Moldes vazados (perfurados) em que desenhos são transportados para as paredes compõem a técnica que está sendo multiplicada durante a realização da oficina de aplicação de stencil, ministrada desde ontem, no casarão da rua Antonio Alves, esquina com rua Ezequiel Ramos. Promovida pela Secretaria Municipal de Cultura e apoio de parceiros, a oficina integra a I Semana de Artes Visuais, que também desenvolve no local palestras até a próxima sexta-feira, com participação de especialistas renomados na área de restauração. A oficina é ministrada pela agente cultural Elizete Maria Barro e arte educador Paulo Barreto.
A pintura com utilização de stencil está sendo evidenciada no antigo casarão porque as paredes da “Casa”, como é conhecida no meio artístico, trazem consideráveis desenhos e pinturas da década de 40, de autoria dos irmãos João e Antonio Ponce Paz, que, na época, habitaram o imóvel. A oficina de aplicação de stencil tem cinco dias de duração. Ocorre pela manhã e reúne 15 pessoas, entre estudantes de artes, artistas e interessados.

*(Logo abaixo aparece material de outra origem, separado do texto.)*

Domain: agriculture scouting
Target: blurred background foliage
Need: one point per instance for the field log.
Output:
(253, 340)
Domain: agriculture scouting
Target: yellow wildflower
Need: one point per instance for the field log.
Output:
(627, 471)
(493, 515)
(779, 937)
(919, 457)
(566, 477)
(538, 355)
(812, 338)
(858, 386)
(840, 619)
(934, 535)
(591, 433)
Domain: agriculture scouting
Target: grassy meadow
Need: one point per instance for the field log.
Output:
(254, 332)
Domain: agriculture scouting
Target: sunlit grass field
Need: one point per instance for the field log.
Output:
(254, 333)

De acordo com Lizete Barro, a técnica atualmente é muito usada para celebrar a religiosidade com pinturas de imagens e desenhos em capelas, e como decoração em prédios comerciais, residências e casas noturnas. A aplicação do stencil envolve moldes que podem ser confeccionados com a criatividade do interessado, em papel, papelão, metal e acetato. “O molde mais usado hoje é o acetato, conseguido com reciclagem de chapas de raio X”, conta Elizete Barro.
Também há alternativa dos moldes já prontos, encontrados em lojas especializadas, destaca a instrutora. “É um trabalho cuidadoso, que requer delicadeza, paciência e habilidade”, destaca. Para a técnica são empregados vários tipos de tintas, à base de água, com aplicação de pigmentos, acrílica e tintas a óleo. “Também existem tintas próprias, importadas”, completa. No trabalho, o stencil é fixado na parede com fita adesiva e é usada pouca tinta, para não deformar o desenho, ensina Barro.

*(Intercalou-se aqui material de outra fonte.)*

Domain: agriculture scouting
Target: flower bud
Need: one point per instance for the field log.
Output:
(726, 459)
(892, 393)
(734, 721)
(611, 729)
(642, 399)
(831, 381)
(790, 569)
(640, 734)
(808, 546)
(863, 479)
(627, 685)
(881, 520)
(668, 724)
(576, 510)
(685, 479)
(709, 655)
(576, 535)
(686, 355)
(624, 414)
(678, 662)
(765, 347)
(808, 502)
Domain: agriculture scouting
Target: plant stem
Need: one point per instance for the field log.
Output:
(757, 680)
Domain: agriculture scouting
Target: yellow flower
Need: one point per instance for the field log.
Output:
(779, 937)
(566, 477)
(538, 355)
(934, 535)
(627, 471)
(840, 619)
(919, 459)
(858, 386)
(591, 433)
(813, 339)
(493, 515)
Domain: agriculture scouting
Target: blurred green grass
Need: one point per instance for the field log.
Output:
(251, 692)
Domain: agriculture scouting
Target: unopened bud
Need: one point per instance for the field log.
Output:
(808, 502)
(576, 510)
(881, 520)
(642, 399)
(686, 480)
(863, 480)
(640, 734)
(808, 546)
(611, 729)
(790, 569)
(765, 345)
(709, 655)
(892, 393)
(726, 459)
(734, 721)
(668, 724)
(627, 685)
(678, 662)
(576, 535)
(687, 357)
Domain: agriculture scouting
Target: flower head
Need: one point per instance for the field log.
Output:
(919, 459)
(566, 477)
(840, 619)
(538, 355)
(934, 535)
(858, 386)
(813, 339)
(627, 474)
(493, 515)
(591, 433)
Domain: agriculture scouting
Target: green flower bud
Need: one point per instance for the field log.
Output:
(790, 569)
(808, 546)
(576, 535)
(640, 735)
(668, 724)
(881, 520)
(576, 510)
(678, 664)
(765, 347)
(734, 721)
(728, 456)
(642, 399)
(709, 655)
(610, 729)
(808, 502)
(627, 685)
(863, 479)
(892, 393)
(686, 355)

O curso teve início com explanação do histórico artístico da “Casa”, que abriga diversos desenhos com moldes, provavelmente de papel, confeccionados pelos próprios autores. Também mostra vários desenhos pintados à mão. O casarão possui um atelier montado que ilustra parte da história dos artistas que pintaram as paredes do local.
O primeiro dia da oficina também teve noções básicas de restauro e, durante toda a Semana de Artes Visuais, haverá palestra com vários especialistas de renome. Hoje, a palestra aborda o tema Alquimia do Artista, sobre materiais usados para preparar as paredes e os suportes das pinturas, desde a era das cavernas até a descoberta e utilização de vernizes, além da adaptação desses materiais na nossa era.
Quem ministra a palestra, que também enfatiza a manutenção das obras e o papel do restaurador na conservação do acervo, é a artista plástica Ivelize de Agostini, especializada em artes e museologia pela Universidade de Florença, Itália. Amanhã, a palestra é sobre o Movimento Art Nouveau, com a professora doutora Paula da Cruz Landim.